RENO, Nev. (KOLO) - O.J. Simpson has spent the last nine years behind bars at the Lovelock Correctional Center, and July 20, 2017 he'll have a chance to ask for parole.
This isn't his first attempt at release. Back in July of 2013 he appeared in front of a two-member parole board panel.
He was asking for leniency on his prison sentence stemming from a 2007 incident in Las Vegas, where he and colleagues stormed a hotel room and tried to get Simpson's person property back from memorabilia collectors.
“The difference between all of their crimes and mine is they were trying to steal other people's property. They were trying to steal other people's money. My crime was trying to retrieve for my family, my own property,” Simpson told the parole panel members.
Simpson told the panel he regretted his actions that night.
The two-member panel noted Simpson was on good behavior during his five years in prison. Their recommendation was considered by the entire board, and six days later, Simpson was granted parole on two kidnapping and robbery convictions and one burglary with a firearm conviction.
"His key to the door is a lot closer... because he now may be paroled on those remaining charges," said Ronald Richards, a defense attorney at the time of the decision. Richards wasn’t too far off.
July 20 of 2017, the nearly-entire seven-member parole commission will consider Simpson's sentences for four robbery with a deadly weapon and two assault with a deadly weapon convictions.
Six board members will look at parole for Simpson. A seventh member needs to be appointed by the governor and that’s not expected until after Simpson’s hearing.
They will look at a variety of things, including a pre-sentence investigation examined by the court. The board will also look at a report prepared by the Department of Corrections looking at Simpson's behavior in prison.
They'll consider parole risks and score Simpson on things like participating in correction's programs, and discipline while behind bars, and active gang membership if any.
While there are six board members, only four of them in Carson City will make the initial decision on Simpson's parole.

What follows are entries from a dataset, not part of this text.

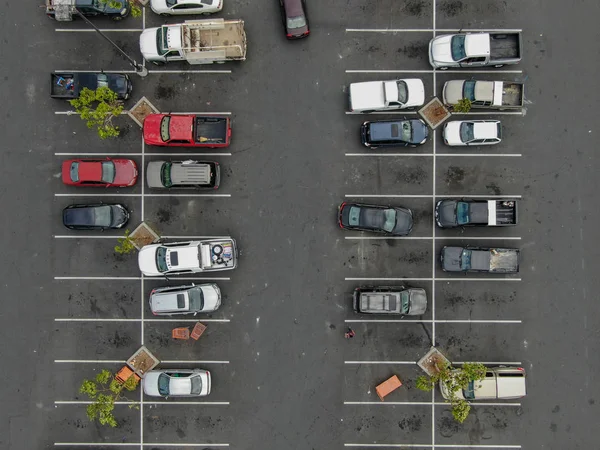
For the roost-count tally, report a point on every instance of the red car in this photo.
(187, 130)
(99, 172)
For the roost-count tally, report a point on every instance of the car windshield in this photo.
(163, 384)
(405, 302)
(164, 128)
(296, 22)
(74, 172)
(402, 91)
(196, 385)
(469, 392)
(465, 260)
(390, 220)
(196, 299)
(462, 213)
(161, 259)
(108, 171)
(161, 41)
(466, 132)
(469, 90)
(165, 174)
(457, 44)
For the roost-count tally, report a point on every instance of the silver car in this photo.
(177, 383)
(397, 300)
(189, 299)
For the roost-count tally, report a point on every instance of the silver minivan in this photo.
(190, 299)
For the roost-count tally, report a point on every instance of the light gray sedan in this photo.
(397, 300)
(177, 383)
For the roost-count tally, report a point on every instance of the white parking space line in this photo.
(139, 278)
(73, 319)
(103, 30)
(426, 238)
(431, 196)
(431, 30)
(432, 279)
(432, 71)
(114, 361)
(187, 155)
(498, 321)
(135, 444)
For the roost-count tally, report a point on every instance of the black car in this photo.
(394, 133)
(93, 8)
(381, 219)
(95, 217)
(295, 20)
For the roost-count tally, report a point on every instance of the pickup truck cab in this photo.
(475, 259)
(499, 383)
(69, 85)
(484, 94)
(209, 255)
(389, 95)
(183, 174)
(472, 132)
(187, 130)
(452, 213)
(475, 50)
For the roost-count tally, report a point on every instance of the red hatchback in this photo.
(99, 172)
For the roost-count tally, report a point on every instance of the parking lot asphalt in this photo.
(284, 377)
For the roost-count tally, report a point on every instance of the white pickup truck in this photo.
(484, 94)
(372, 96)
(195, 41)
(475, 50)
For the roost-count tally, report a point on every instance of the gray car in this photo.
(189, 299)
(397, 300)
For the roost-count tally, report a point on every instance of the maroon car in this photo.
(294, 17)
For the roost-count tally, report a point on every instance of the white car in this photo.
(180, 7)
(177, 383)
(472, 132)
(499, 383)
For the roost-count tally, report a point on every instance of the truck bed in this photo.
(505, 46)
(512, 94)
(211, 130)
(504, 260)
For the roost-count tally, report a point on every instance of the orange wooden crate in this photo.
(181, 333)
(198, 330)
(389, 385)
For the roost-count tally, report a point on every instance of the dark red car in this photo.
(99, 172)
(294, 17)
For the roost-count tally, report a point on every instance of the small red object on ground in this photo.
(198, 330)
(388, 386)
(181, 333)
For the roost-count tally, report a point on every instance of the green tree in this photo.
(136, 6)
(454, 380)
(104, 390)
(98, 108)
(463, 105)
(125, 245)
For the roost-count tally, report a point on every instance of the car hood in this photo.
(120, 216)
(153, 171)
(148, 42)
(452, 133)
(441, 52)
(404, 222)
(151, 384)
(446, 213)
(212, 297)
(451, 258)
(420, 131)
(418, 302)
(416, 92)
(147, 261)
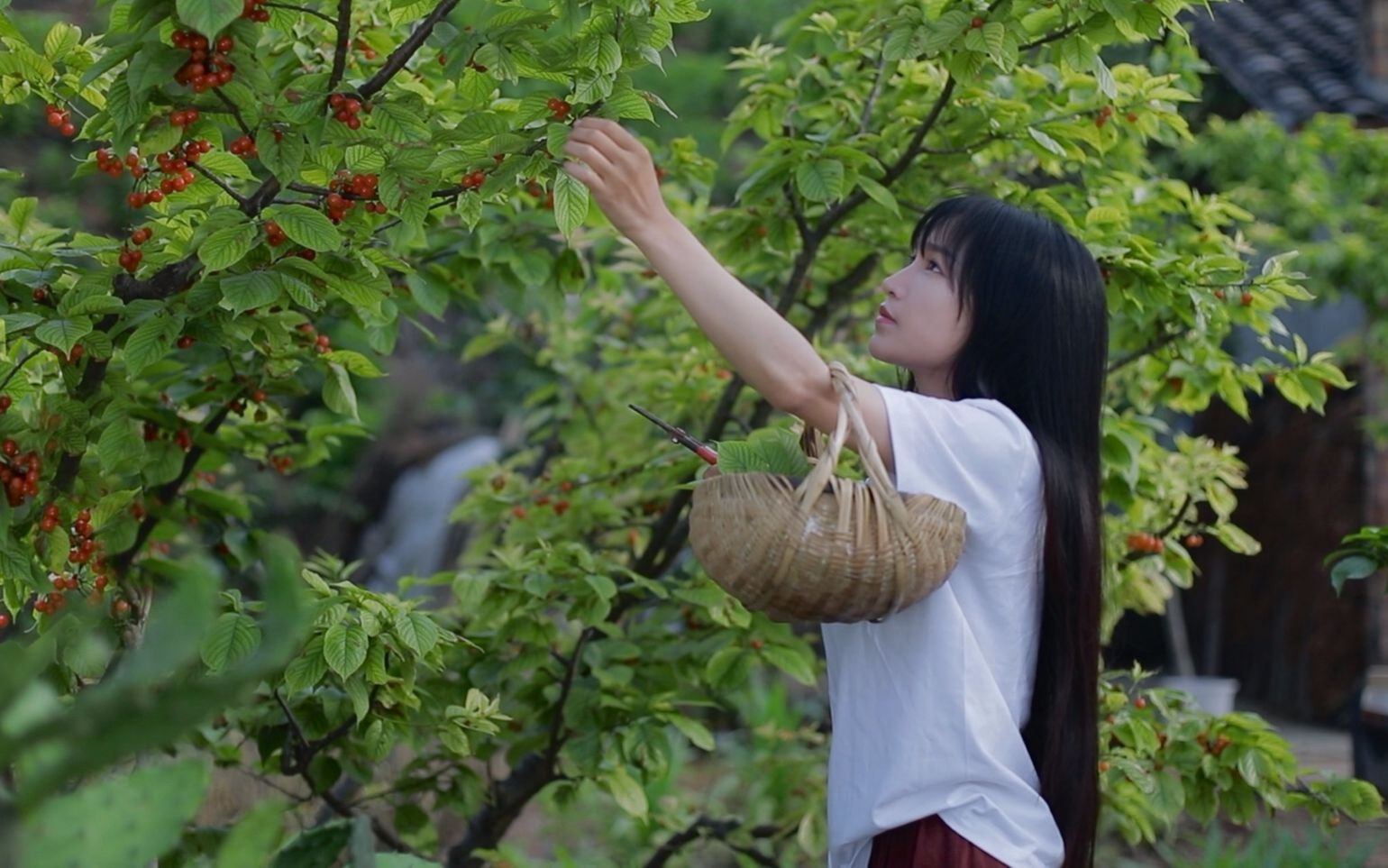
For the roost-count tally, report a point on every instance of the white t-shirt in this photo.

If they cannot come up with a unanimous decision, two members listening passively in Clark County will be called upon to vote until there are four votes to grant or deny parole.
If Simpson is granted parole he will not be released from the prison in Lovelock until October 2017. He’ll be under supervision until 2022.
If the board denies parole, Simpson can try again in three years to be released on parole for those crimes committed back in 2007.